FAST COOLING OF THE SOUTHERN ADIRONDACK HIGHLANDS: CONSTRAINTS FROM DIFFUSIVE MODELING OF BOTH RETROGRADE EXCHANGE AND NET-TRANSFER REACTIONS


STORM, Lara C., Earth and Environmental Sciences, Rensselaer Polytechnic Institute, 110 8th Street, Troy, NY 12180 and SPEAR, Frank S., Rensselaer Polytechnic Institute, 110 8-th St, Troy, NY 12180, storml@rpi.edu

Metapelites from the Peck Lake and Green Lake formations, within the southern Adirondack Highlands, reveal peak assemblages produced during continuous vapor-absent biotite melting, at conditions of around 800 °C and 6-8 kb. The prograde history of the southern Adirondacks is similar to that of the Central Adirondack Highlands, but the retrograde—or cooling—history is poorly understood for both terrains. Reaction textures and garnet zoning patterns from the southern Adirondack rocks indicate two major retrograde reactions operative during cooling—retrograde exchange (REx) and retrograde net-transfer (ReNT). ReNT operates at higher temperatures during melt crystallization, whereas REx operates throughout cooling until closure of garnet-biotite Fe-Mg exchange.

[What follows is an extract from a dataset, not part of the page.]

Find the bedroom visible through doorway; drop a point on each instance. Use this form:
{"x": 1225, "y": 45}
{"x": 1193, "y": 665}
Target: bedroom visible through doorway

For the first time (refer to Storm & Spear, in review), the affects of these two reactions are incorporated into a program to model multi-component diffusion at the rim of a garnet undergoing net-transfer-associated resorbtion that, in combination with retrograde exchange, produces diffusional profiles of Fe/(Fe+Mg) and spessartine (ReNT only) at the garnet rim. Spessartine profiles, produced during ReNT, are more sensitive to the early cooling history. In contrast, profiles of Fe/(Fe+Mg) in garnet are continuously modified, first by ReNT and then by REx. Together, the observed profiles of Fe/(Fe+Mg) and spessartine in garnet require, at a minimum, a three part cooling history (slow-fast-slow) with some period of rapid cooling (102 to 103 °C/Ma). These results are in stark contrast to the estimates of Mezger et al. (1990), who reported rates of 1 to 10 °C/Ma for the Central Adirondacks.

Diffusion modeling of biotite inclusions in garnet (see Spear & Parrish, 1996) is also applied to the southern Adirondack samples to gain additional perspective on the cooling history. Biotite inclusions are shielded from the matrix and are not subjected to ReNT. Since REx alone affects the composition of the biotite inclusions, the cooling history derived from this method is more sensitive to the late cooling history. If a single cooling rate is assumed, biotite inclusions predict rates of around 1 to 10 °C/Ma. However, multi-step cooling histories similar to those predicted by diffusion profiles in garnet also provide decent fits to the biotite inclusion data.